Your point 3 (motivation) seems to be the show-stopper. My suggestion is to consider if there is a way to solve this problem - not in order for you to make money, but in order to help people diet. Illustrative examples (recall that I don't actually know anything about it):

- Make it continually novel, with new content being added all the time (like HN, or WoW), or the "achievement unlocked" of some games, or Nintendo games. Or a new diet every week. Or even as a platform with new perspectives on the diet coming out each week or day (like a daily horoscope or cartoon maybe?). Don't know if this would work, but the idea is to attack the problem of novelty wearing off.

- Or expand on the solution you found in your personal note: tell people to buy smaller plates and glasses; and buy an exercise bike, with instructions about how to set it up with the TV. Maybe this seems trivial and obvious, but I'm guessing it wasn't the first thing you tried yourself - maybe encouragement and guidance would make a huge difference for some people.

Maybe it seems that you can't make money from this; but (I believe that) if a business finds a way to help people, it will find a way to make money. The thing that is potentially exciting is that maybe there is a fantastic way to be extremely helpful to people in dieting, that all the other businesses have missed, because they were focussed on the business model that worked - instead of doing that, find a better way, like Google did.

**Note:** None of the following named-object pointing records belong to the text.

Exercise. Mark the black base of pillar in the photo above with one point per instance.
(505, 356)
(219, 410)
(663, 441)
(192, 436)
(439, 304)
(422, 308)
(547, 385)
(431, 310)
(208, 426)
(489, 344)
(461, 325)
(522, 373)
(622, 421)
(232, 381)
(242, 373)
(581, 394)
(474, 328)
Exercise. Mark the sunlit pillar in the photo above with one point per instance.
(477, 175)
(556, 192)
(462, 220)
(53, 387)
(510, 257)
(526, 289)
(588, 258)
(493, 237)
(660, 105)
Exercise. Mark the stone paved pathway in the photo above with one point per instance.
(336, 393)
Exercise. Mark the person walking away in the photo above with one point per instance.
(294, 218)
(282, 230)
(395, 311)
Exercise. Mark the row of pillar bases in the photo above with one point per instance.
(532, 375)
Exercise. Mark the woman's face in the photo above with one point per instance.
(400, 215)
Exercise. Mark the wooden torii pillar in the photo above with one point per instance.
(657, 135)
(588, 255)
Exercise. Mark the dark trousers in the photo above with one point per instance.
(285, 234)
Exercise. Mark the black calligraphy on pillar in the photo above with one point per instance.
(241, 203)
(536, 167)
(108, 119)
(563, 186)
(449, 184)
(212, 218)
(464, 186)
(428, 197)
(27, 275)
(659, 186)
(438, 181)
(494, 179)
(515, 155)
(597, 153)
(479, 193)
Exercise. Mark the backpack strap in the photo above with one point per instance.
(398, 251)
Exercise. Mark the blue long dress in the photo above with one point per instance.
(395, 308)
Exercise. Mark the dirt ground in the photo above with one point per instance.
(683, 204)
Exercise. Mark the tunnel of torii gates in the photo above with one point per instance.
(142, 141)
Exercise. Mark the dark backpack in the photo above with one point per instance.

It sounds like you've done a thorough and intelligent job (and also that you are sick to death of it), and that you were excited about your solution, not about the problem. Let me emphasise that I really have no idea if there exists such a solution as I'm outlining - I just wanted to communicate a focus on your customer's problem, not business models. Reading back that previous sentence, it sounds kind of rude to me, but I hope you'll understand how I mean it.


oh I understand what you're saying, the thing is we over-engineered a problem which has a pre-existing, simple and effective solution (diet + exercise).

With our solution, we figured with the addition of the GPS, we could also do things like warn people if they went into the wrong place... eg walked into a mcdonalds, it not only could let them know that they shouldn't be there, but perhaps could provide them with alternatives close by, so instead of just a mealplanning solution but also a mentoring thing.

But in the end, it was just a novelty which wore off.


Thanks for the quick reply. I see what you mean.

pre-existing, simple and effective solution (diet + exercise). I agree, but it doesn't yet seem to be a solved problem for many people - in practice. Still, that's a different question


Yeah, the problem with diets and exercise is mostly a continuous motivational problem if anything I figure, which is why the current business models are set up the way they are.

People are really motivated for the first few days/weeks, after which their interest wanes it seems. That's why it's set up as a "pay early" type thing.

Honestly, I think something like the wii fit is a step in the right direction. Make it fun.


heh, wii fit seems to encompass novelty like a nintendo game and exercise in front of a TV.

ah: wii fit for PC (but avoid patent infringement).


Also, partner up with Whole Foods/Winn Dixie/Publix so they have your groceries packaged and ready to go, skip the actual shopping part.


That is effectively what a bunch of the new diet plans do - where you purchase meals from them.

The benefit to the user is you don't have to cook - and you can charge a pretty good margin for making the meals.


Along these notes: a recommendation engine for food called "WhatShouldIHaveForDinner.com" that takes all your favorite foods and suggests recipes and/or local restaurants (go to Crazy Ivan's Ukrainian Cafe and order the borsch), keeping dietary issues in mind.